Now, the thousands of ICE and Border Patrol agents sent by our federal government to terrorize Minneapolis gather and stage at the Whipple Building. And yesterday, an ICE agent named Jonathan Ross left that building, traveled a couple of miles west to South Minneapolis, and murdered Renée Nicole Good.
Good, 37, was a beloved community member. I didn’t know her, but I have friends who did. Their grief is devastating.
Renee was a treasured wife, they tell me. A mom to three children. A poet, an artist, and a community caretaker.
Her unjust death is horrific. And the resonances between our federal government’s bad faith response to it, and the kinds of stories I grew up hearing about the authoritarian government under which my father was raised, are terrifying.

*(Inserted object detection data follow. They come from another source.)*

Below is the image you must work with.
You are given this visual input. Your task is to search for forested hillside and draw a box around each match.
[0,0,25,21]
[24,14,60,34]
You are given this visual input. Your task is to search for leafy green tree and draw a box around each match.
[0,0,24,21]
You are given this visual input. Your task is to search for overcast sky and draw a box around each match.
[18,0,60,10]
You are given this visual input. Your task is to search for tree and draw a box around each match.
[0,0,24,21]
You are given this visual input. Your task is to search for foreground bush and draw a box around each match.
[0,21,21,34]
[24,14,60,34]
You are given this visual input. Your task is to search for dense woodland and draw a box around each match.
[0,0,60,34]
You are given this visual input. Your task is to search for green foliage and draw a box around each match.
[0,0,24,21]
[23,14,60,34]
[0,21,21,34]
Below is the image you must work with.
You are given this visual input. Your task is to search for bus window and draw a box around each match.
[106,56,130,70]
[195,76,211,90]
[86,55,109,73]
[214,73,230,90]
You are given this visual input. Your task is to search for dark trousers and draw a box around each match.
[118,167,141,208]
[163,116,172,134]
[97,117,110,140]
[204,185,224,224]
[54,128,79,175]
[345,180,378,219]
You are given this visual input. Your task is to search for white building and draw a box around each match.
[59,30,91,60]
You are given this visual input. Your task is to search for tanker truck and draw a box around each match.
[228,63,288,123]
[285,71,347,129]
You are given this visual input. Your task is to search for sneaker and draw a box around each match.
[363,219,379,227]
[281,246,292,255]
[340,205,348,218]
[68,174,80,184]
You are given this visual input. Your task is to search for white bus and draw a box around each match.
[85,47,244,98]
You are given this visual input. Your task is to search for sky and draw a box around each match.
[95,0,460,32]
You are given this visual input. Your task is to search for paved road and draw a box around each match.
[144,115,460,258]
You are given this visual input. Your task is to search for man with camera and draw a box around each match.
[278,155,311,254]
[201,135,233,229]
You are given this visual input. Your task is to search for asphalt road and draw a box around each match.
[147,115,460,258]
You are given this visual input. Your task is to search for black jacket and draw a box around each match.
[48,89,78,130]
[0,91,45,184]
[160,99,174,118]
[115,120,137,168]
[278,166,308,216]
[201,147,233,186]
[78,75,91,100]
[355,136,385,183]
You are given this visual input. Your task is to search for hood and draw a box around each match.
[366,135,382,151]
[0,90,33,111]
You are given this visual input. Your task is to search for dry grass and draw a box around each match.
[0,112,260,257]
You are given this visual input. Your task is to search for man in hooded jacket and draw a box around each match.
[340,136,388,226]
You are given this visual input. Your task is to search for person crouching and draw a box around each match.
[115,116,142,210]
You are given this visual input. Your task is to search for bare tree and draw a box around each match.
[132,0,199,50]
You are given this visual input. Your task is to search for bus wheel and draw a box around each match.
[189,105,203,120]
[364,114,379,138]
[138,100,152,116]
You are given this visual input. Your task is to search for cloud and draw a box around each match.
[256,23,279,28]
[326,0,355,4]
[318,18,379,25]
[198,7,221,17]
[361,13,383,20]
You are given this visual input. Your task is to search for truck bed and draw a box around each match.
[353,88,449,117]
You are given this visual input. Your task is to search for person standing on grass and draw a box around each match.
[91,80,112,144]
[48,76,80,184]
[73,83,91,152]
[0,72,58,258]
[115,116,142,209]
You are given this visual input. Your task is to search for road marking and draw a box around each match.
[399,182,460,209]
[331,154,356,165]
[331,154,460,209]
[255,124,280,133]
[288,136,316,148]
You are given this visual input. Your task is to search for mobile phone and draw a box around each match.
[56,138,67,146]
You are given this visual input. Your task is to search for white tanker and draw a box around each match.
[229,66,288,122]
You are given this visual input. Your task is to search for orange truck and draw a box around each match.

Within hours of Good’s killing, President Donald Trump was spreading false claims about how it happened, claiming that Good ran over the ICE agent who shot her. Multiple video analyses have shown how inaccurate his words are. Homeland Security Secretary Kristi Noem claimed Good, who was driving at the time of shooting, was engaged in “domestic terrorism.” It has been sickening to hear these leaders not only desecrate Good’s memory, but also try to weaponize it to further energize their campaign against our immigrant neighbors and loved ones.
LIke many American Jews, I was raised to believe in the American dream, and in a government that was here to represent me, care for me, and be a force for good in the world. And as the daughter of a Holocaust survivor, I always knew how fragile principles of liberty and equality can be.
I have known for a long time that the U.S. government has never equally defended the lives and rights of all people — and that it has too often, as in the case of the Dakota and other Indigenous Americans, actively destroyed those lives. But amid the Trump administration’s campaign against immigrant communities, it’s the tragedy of Good’s death that has most completely shattered the vision of what my Holocaust survivor father had taught me to hope for in the U.S.
Our current federal government lies to us, and lies about us. They blur the lines between fact and fiction. They gaslight. They have specifically tried to foment discord within the Jewish community, and between us and our allies. They try to divide us because they’re afraid of the strength and power that we have when we rise up as one.
That is why we gathered at the Whipple Federal Building today to honor Good’s memory, and to protest ICE’s ongoing assault on our fellow Minnesotans. This is the place where some of our neighbors go to be detained, and never come back. Instead, they are deported — sometimes to countries where they have never before set foot — and ripped from those they love, just as my father was ripped from his parents.
As Jews, we remember our family histories not to make us fearful or to isolate ourselves, but rather to prepare us for moments just like this one. Our history is not meant to be forgotten. It is not meant to sit neatly on museum shelves or be tucked away in old family albums. We are meant to carry it. We are meant to learn from it. And we are meant to act because of it.